So, I have always been a major Italian military history buff and I play CMFI and the much older CMAK exclusively as the Italians (for my sins).
In CMFI, there is a lot of bad news for the Italians:
-No splitting squads. This makes scouting hard. This also makes it easier for your squads to break as they are much more bunched up and exposed to HE fire.
-Italy’s best troops and best equipment were lost in Africa and Russia (and the equipment that was lost wasn’t that good to begin with).
-you have terrible armor
-your anti-tank capabilities are weak (your strongest AT gun is 47mm, your infantry AT is limited to some specialized units with satchel charges and your best AT is on your Semoventes)
-you have low moral
-you suffer from poor leadership and experience bonuses
-you have crushing rarity penalties for the equipment that is almost decent
-your infantry platoons in 1940 carried a fraction of the firepower held by German, English or American platoons, by mid-1943, it’s a small fraction of their firepower
-your most common organic support weapon, the Brixia mortar is not capable of indirect fire, only direct fire. The Brixia was a crappy weapon IRL and it’s not that great in CMFI either as far as I have found.
-Radios are few and far between, communication for things like calling in artillery can take forever.
So, what do you have going for you?
-the Beretta m38 submachine gun. BF seems to distribute these more widely in game than they were likely actually available and ammo can be limited, but the m38 was one of the best submachine guns of WWII (and one of the most expensive to produce), if you can get the enemy under its fire, you can win infantry engagements
-the Semoventes. The Semovente 75’s are comparable to Stugs in many ways, but have to be used more flexibly to support your forces. The Semovente 90/53 is another matter - the Italian 90mm gun is as good or better than the German 88mm, but most of the 90mm guns went to the Italian navy to provide AA firepower for the Littorio class battleships. In game, having a 90/53 is essential if you expect to face heavy armor... moving it, protecting its thin armor and managing its small ammo supply is a different matter. Remember, all armor produced in Italy was bolted, not welded, so you’re probably dead if you get hit by a real shell (the captured Renaults have better armor).
-your armored cars - as noted earlier in the thread, the AB41 is a pretty good armored car.
That’s about it.
The best way to play the Italians is as follows:
-pick what you want your off map support to do before the battle starts. Calling in off-map arty can take 15 minutes without a target reference point and 5+ even with one, so just pick your targets up front and order delayed fire. Note too that only fire ordered by spotters is remotely accurate.

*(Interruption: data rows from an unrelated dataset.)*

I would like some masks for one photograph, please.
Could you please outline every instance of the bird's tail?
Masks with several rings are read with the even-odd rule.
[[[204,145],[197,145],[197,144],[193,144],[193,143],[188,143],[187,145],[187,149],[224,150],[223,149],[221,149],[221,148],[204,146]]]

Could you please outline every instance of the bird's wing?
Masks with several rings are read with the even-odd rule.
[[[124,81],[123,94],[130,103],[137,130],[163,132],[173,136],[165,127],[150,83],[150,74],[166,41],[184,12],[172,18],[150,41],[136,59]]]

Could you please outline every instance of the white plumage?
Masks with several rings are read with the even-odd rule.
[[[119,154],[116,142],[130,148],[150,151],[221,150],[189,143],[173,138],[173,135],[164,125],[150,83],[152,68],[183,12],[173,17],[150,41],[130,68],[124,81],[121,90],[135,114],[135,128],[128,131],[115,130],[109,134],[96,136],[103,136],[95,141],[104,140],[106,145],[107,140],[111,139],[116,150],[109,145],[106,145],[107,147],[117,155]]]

-make aggressive use of mortar and artillery deployed smoke when you need to move into an attack. If you watch Italian newsreels during and before WWII, they are always laying smoke screens. Your infantry can also deploy smoke at close range, your vehicles cannot.
-use the map and terrain to maneuver your units outside enemy LoS as long as possible - maneuvering under even light fire is very hard as your squads bunch up.
-know your Italian units. Guastatori are assault troops who carry lots of submachine guns, organic medium and light mortars and have satchel charges. Pioneers are the other unit with satchel charges (but all bolt action rifles). The Assault & Landing Battalions are from the Livorno division and were being outfitted for the invasion of Malta - they have no infantry AT, but are otherwise excellent (well trained, well led, lots of Berettas - these were the troops that actually gave the stiffest Italian resistance during the invasion of Sicily).
-Recover your weaponry - if you lose a man with a Beretta or even with a Breda LMG, it’s usually worth trying to give buddy aid when the area is clear to get that weapon back.
-on defense, don’t hesitate to use AT mines.
-direct your fire where it will do damage... don’t let your 47mm gun fire at a Sherman if there is a Stewart in range. Don’t let your 65mm infantry gun fire at a tank if there is exposed infantry around.
-spend the points to get Semoventes with good experience levels and modifiers. Your Semoventes have to hit when they fire a shot. It's totally ahistorical, so if you care about historical authenticity tell yourself you have the one vehicle crewed by African veterans who were wounded and returned to Italy to convalesce.
-Closely manage your troops. Coordinating the timing of your operations to perfection is your only hope of gaining fire superiority since you probably need to post a full platoon to provide covering fire at once or unpack a whole HMG.
Hope this helps. I’m a fan of your videos.